Hallo,
habe mich heute angemeldet und möchte Euch auf diesem weg erst mal Hallo sagen.
Ich habe hier schon sehr viel gelesen was meinem Rechtsverständnis grundlegend widerspricht,
Darum habe ich mich entschlossen meinen Fall auch mal zu schildern.
Ich bin seit 1994 geschieden und habe zwei Kinder. Einen 18 jährigen Sohn und eine 15 jährige Tochter.
In einem Prozessvergleich wurde damals (1994) aufgrund meines Gehaltes festgelegt, dass ich für meinen Sohn 250,- und für meine Tochter 200,- DM monatlichen KU zahlen muss.
Meine Kinder und meine EX bekamen daraufhin Unterstützung vom Sozialamt und ich habe ans Amt die 450,- DM überwiesen.
In den ganzen Jahren wurde regelmäßig vom Amt geprüft, ob sich an meinem Einkommen etwas geändert hat.
Nachdem meine EX einen neuen Partner hat und in eine andere Stadt gezogen ist, wollte Sie kein Geld mehr vom Amt weil sonst der neue Partner dank Bedarfsgemeinschaft seine finanzielle Situation hätte angeben müssen.
Dieses wollte Er nicht, da Er unteranderem ein Haus besitzt, und so will meine EX jetzt über einen RA den Unterhalt für meine Tochter in Höhe von 291,- euro. einklagen lassen.

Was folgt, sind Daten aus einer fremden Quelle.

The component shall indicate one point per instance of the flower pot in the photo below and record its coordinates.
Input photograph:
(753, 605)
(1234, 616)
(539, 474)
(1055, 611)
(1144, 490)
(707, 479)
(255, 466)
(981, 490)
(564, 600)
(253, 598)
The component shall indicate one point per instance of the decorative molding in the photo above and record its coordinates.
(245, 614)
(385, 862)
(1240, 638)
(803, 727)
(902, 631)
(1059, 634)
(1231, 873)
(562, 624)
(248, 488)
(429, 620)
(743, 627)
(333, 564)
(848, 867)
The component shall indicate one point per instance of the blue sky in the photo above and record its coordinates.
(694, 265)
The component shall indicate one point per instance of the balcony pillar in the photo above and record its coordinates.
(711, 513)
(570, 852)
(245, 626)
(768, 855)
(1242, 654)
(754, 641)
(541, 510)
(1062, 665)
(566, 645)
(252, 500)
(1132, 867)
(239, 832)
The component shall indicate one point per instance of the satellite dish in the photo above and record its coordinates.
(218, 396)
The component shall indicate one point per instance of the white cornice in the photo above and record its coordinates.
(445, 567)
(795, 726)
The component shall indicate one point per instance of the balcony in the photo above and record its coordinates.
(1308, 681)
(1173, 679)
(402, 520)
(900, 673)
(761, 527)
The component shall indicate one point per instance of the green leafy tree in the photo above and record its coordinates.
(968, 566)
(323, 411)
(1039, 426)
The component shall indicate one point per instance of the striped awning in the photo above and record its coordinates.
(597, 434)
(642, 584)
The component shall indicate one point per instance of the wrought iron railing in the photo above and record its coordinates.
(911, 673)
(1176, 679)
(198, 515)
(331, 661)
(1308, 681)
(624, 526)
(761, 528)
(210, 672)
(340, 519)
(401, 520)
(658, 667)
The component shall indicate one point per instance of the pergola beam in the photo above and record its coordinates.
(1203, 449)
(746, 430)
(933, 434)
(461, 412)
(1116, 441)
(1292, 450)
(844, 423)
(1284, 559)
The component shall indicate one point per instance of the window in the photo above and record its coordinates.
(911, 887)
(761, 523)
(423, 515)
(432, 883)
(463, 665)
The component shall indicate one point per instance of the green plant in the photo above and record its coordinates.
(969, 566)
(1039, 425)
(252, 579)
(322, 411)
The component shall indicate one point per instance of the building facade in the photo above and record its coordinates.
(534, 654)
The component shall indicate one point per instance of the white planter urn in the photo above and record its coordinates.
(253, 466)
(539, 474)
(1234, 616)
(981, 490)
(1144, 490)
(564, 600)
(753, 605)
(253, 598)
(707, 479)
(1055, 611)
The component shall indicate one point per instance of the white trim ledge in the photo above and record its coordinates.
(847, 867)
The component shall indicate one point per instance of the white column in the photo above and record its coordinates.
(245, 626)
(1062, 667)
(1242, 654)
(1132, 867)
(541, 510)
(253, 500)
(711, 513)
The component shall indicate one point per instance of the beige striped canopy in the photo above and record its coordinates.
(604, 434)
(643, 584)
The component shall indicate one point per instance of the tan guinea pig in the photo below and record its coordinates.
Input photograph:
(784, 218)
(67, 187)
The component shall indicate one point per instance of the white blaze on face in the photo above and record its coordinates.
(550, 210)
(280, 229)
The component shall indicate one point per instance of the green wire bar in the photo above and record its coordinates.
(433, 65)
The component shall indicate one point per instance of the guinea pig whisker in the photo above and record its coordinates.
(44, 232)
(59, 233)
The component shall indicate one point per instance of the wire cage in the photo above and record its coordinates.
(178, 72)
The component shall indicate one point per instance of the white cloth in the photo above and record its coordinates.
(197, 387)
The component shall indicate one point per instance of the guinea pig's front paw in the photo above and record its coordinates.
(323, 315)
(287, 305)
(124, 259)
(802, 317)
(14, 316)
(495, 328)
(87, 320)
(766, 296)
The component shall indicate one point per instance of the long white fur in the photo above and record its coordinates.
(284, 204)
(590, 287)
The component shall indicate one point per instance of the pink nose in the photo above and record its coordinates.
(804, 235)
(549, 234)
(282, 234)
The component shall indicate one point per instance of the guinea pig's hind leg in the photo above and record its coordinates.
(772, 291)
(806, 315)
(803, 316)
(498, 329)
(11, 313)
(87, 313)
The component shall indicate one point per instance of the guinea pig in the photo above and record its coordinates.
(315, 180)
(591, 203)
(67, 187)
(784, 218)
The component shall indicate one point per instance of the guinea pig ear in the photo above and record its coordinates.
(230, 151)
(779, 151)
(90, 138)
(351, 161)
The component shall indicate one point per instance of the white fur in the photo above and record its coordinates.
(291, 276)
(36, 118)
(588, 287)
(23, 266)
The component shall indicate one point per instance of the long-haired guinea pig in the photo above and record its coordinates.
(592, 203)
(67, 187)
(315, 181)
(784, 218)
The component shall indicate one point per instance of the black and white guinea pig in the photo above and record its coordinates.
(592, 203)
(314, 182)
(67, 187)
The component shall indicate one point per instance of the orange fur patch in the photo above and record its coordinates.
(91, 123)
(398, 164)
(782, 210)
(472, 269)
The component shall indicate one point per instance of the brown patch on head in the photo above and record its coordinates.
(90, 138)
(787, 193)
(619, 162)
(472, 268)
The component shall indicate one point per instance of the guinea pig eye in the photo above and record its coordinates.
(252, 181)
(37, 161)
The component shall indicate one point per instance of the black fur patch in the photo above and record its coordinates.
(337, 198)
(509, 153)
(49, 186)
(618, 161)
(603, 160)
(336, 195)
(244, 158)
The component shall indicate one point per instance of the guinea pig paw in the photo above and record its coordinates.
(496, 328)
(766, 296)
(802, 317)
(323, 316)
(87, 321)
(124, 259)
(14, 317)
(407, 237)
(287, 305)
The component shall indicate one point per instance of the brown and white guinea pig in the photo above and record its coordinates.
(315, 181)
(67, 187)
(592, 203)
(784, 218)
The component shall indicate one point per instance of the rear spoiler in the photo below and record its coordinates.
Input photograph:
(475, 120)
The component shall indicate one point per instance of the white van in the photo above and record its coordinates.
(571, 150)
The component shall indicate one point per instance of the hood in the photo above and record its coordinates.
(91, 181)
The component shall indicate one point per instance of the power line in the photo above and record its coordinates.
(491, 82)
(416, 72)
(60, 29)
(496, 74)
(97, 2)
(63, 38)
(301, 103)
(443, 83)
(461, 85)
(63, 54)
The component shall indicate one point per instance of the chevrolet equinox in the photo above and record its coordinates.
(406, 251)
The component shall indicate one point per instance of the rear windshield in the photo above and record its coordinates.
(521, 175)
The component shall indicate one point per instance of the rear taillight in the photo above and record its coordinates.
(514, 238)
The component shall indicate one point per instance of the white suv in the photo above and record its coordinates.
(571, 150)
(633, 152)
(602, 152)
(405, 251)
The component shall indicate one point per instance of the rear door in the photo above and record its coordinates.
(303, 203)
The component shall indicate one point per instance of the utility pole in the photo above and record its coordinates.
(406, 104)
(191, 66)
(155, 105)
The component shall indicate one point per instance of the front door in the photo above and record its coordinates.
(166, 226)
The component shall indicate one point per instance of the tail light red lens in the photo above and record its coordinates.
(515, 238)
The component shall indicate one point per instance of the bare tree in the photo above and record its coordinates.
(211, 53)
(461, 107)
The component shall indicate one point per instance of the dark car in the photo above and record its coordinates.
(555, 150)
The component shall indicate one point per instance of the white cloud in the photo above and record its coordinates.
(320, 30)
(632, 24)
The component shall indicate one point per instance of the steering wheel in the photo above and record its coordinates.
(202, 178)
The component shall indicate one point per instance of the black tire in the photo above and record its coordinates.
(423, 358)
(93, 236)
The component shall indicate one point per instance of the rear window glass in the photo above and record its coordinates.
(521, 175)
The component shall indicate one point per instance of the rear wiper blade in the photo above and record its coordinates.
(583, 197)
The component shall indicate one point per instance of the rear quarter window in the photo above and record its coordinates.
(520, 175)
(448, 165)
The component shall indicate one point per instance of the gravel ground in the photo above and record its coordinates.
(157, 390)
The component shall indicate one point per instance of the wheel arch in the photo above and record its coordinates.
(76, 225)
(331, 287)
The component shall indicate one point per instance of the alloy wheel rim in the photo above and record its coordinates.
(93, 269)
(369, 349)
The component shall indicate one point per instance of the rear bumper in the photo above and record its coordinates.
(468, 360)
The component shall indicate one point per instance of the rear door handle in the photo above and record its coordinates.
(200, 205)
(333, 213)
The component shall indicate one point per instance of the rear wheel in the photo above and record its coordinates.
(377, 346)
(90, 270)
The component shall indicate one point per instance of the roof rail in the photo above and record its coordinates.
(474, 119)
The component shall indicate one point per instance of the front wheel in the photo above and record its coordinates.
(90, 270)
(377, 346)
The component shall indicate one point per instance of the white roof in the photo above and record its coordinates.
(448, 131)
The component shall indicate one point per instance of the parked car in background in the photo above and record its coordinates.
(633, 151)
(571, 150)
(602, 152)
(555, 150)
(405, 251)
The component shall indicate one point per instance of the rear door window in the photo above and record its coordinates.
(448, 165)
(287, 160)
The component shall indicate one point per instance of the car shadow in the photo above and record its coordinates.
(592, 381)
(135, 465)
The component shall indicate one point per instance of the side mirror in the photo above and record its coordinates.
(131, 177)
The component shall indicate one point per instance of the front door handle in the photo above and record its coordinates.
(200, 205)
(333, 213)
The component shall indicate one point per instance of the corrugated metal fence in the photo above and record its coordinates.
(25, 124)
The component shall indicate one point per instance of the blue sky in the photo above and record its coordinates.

Als ich vor 7 Jahren arbeitslos wurde und ich trotz intensiver Suche zunächst keine neue Stelle fand, war ich froh, dass ich bei einem Kurierdienst, dessen Chefin ich nach 2 Jahren geheiratet habe, einen Job als Fahrer bekam.
Die Bezahlung ist im Kuriergewerbe leider nicht die Beste (damals DM1691,- netto).
War mir aber egal weil ich ja die DM 450,- weiter bezahlen konnte.
An dieser Stelle muss ich sagen, dass ich keinen Schulabschluss und auch keine Berufsausbildung habe. Somit habe ich mich schon immer mit Hilfsarbeiter Jobs über Wasser gehalten.
Vor drei Jahren haben wir uns dann eine Haus gekauft. Wir zahlen hierfür € 600,- Abtragung. Den Löwenanteil übernimmt natürlich meine Frau weil ich von meinem jetzigen Gehalt (€ 900,- netto) nicht soviel aufbringen kann.
Zähle ich nun mal alle Kosten zusammen die wir ja durch zwei teilen, bleiben mir rund €400,- für mich wovon ich jetzt noch die €291,- bezahlen soll.
Nun lese ich hier, dass in gleichen Fällen verlangt wurde das Eigentum mit einer Hypothek weiter zu belasten oder es gleich zu verkaufen.
Wie gesagt, den Löwenanteil zahlt meine Frau die ja dann Ihr Haus ebenfalls verlieren würde.
Ebenfalls soll meine Frau, laut RA, den ich mittlerweile um Rat gefragt habe, Ihre Bilanzen offen legen. Was hat nun meine Frau mit meinen Kindern zu tun.
Ich lese immer von Selbstbehalt. Gibt es den noch? Wenn ja, warum dann das ganze Theater?
Ich denke, den Ra hätte ich mir sparen können. Worauf es hinausläuft, ist mir eigentlich schon jetzt klar.
Für Eure Meinungen wäre ich dankbar.
Hallo und Willkommen,
Ebenfalls soll meine Frau, laut RA, den ich mittlerweile um Rat gefragt habe, Ihre Bilanzen offen legen. Was hat nun meine Frau mit meinen Kindern zu tun.
Ich lese immer von Selbstbehalt. Gibt es den noch? Wenn ja, warum dann das ganze Theater?
Ihr seid beide jetzt verheiratet und du sollst verpflichtet werden den KU zu bezahlen...soweit erstmal gut und auch richtig.
Jetzt reicht Dein Einkommen nicht aus um den KU zu bedienen ...da der SB unterschritten wird.
Jetzt will im Prinzip die Gegenseite prüfen inwieweit Deine Frau Dir zum Unterhalt verpflichtet werden kann....damit Du dann den KU bezahlen kannst.
Ich würde an Eurer Stelle jetzt selber einen RA konsultieren...
Vor drei Jahren haben wir uns dann eine Haus gekauft. Wir zahlen hierfür € 600,- Abtragung. Den Löwenanteil übernimmt natürlich meine Frau weil ich von meinem jetzigen Gehalt (€ 900,- netto) nicht soviel aufbringen kann.
Das Haus muss man sich leisten können...der KU geht vor. Du kannst sicherlich nicht gezwungen werden Schulden zu machen...aber vorher überlegen sollte man schon.
Mfg
papi74
PS.
Der Morgen ist immer klüger als der Abend.